Norma culta

Nos concursos e vestibulares é comum encontrar questões pedindo que o candidato assinale a alternativa que está de acordo com a norma culta ou o inverso, isto é, aquela que aquela que apresenta um desvio da norma.

Embora a língua falada, em situações informais, admita alguma ‘flexibilização’ das regras da Gramática, é preciso conhecer o padrão culto, pois ele será cobrado nas situações de maior formalidade, tanto na versão falada, quanto escrita. Por isso, listam-se alguns desvios frequentes, para que, conhecendo-os, possam ser evitados.

- Para “mim” estudar

Apenas os pronomes pessoais do caso reto (eu, tu, ele, nós, vós, eles) podem funcionar como sujeito, portanto diremos (e escreveremos) que o livro é para eu ler, que há um relatório para eu fazer;

- Entre eu e tu

Já os pronomes pessoais do caso oblíquo tônicos (mim, comigo, ti, contigo etc) devem ser empregados após preposições. Por mais estranho que possa soar, deveremos dizer, por exemplo, que não há problemas entre mim e ti, nem entre ti e ele, pois, para mim, o diálogo é o melhor caminho. Mas cuidado com a situação do tópico anterior: mesmo que a preposição peça pronome oblíquo tônico, se o tal pronome funcionar como sujeito do verbo seguinte, prevalece a regra anterior;

- Conhecer “ele”

São os pronomes oblíquos átonos que devem ser empregados como complementos dos verbos (objeto direto ou objeto indireto) ou ainda como complemento nominal.
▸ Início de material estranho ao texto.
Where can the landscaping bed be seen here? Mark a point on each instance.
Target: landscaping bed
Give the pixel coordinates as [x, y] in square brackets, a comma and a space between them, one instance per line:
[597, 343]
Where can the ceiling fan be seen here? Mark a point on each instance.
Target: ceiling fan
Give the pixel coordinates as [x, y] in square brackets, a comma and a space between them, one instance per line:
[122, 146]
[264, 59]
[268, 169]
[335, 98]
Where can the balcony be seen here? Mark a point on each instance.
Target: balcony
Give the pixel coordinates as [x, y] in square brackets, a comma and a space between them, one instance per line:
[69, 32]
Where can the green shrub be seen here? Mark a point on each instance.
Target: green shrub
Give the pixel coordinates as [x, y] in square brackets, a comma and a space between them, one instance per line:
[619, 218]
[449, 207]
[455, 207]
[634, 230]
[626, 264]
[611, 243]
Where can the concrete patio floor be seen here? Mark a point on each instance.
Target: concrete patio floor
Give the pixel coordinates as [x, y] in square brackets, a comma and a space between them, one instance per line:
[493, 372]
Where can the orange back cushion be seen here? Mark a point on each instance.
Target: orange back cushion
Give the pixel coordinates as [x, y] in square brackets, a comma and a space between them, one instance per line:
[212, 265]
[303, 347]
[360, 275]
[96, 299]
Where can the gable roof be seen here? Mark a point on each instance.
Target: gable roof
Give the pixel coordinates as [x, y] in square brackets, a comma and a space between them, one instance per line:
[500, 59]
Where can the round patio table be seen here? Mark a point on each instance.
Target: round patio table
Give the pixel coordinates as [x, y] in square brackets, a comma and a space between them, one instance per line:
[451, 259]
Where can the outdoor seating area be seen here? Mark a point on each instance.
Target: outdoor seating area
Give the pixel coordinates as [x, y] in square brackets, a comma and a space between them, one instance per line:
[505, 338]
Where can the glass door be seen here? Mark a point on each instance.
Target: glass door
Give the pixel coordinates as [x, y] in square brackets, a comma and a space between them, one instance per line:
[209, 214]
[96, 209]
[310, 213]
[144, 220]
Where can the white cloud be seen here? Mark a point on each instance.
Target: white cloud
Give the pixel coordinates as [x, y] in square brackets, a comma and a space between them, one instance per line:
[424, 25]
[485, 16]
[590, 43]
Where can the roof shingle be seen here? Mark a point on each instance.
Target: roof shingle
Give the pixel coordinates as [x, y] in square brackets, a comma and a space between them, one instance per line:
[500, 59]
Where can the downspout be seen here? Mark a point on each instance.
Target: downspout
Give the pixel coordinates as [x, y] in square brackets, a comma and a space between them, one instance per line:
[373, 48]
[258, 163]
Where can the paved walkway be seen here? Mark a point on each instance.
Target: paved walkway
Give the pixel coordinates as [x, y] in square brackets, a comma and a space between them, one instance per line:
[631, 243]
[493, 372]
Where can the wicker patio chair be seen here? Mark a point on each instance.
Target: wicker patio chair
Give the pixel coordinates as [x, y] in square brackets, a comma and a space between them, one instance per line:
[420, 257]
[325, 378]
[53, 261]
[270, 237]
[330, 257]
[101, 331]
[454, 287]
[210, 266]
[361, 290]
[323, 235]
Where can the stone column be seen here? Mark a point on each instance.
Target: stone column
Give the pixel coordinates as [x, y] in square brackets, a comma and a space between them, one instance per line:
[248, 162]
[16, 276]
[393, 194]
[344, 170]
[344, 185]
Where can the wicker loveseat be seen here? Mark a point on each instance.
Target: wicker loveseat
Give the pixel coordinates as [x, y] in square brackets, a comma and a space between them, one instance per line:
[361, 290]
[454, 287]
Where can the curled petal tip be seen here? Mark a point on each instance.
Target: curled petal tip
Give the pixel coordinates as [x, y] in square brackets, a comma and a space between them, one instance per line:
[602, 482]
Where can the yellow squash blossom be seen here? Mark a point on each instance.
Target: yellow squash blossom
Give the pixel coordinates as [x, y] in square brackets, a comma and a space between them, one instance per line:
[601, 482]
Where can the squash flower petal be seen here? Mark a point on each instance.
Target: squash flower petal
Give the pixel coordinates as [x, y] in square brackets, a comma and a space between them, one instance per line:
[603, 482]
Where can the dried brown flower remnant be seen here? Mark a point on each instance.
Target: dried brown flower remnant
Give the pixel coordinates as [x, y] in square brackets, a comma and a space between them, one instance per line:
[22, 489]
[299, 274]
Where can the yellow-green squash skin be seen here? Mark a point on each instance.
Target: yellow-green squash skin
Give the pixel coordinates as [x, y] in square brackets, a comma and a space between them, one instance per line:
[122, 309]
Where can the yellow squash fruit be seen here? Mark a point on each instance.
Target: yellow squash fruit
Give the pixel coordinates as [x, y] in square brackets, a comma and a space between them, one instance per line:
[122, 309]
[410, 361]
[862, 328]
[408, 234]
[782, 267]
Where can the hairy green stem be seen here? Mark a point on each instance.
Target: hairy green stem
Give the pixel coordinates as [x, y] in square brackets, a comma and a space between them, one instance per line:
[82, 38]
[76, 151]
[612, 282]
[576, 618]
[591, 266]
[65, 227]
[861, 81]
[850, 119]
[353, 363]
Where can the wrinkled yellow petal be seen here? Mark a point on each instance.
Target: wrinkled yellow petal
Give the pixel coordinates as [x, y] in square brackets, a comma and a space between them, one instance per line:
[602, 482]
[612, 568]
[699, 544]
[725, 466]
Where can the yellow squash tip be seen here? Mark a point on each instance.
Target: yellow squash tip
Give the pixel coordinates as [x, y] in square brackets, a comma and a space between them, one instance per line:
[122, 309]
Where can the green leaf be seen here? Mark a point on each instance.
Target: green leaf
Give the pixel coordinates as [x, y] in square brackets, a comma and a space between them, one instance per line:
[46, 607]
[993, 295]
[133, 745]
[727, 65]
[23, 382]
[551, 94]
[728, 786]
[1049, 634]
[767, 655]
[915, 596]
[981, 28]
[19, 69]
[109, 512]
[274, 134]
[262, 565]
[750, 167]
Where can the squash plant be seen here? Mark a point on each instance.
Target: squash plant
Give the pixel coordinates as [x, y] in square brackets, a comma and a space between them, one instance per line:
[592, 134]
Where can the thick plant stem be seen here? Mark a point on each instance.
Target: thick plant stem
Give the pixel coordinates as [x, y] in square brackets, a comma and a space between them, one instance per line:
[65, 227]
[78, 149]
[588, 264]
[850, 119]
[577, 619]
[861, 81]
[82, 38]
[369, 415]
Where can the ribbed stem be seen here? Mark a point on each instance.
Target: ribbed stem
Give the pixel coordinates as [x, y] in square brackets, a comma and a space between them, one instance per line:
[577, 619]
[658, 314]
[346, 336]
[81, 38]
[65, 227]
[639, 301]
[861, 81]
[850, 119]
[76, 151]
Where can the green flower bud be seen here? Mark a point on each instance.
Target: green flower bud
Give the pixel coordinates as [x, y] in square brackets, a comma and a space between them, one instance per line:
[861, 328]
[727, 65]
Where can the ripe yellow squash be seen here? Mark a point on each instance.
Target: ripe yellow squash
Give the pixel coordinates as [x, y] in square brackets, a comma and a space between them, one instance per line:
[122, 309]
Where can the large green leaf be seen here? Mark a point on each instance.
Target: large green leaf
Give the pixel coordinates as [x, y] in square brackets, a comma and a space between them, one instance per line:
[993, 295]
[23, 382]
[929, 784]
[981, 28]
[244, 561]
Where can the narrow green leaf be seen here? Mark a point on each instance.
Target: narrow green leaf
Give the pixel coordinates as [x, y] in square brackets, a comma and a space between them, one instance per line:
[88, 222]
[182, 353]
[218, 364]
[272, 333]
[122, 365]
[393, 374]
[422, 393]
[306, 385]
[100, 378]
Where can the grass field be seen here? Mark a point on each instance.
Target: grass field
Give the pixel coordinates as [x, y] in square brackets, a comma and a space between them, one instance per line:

Dessa forma, embora na linguagem falada informal seja frequente o ‘conheço ele’, obedecendo à norma culta, a construção ficará “conheço-o”.

Se os pronomes oblíquos o(s) e a(s) forem empregados após verbos terminados em ‘r’, ‘s’ ou ‘z’, essas letras serão suprimidas no verbo e o pronome ganhará um ‘l’ inicial: conhecer o livro > conhecê-lo; fazer a tarefa > fazê-la.

E se o verbo terminar em som nasal (‘m’, ‘ão’ ou ‘õe’) não há queda de letra, mas aparecerá um ‘n’ no início do pronome: conhecem o livro > conhecem-no, dão a explicação > dão-na.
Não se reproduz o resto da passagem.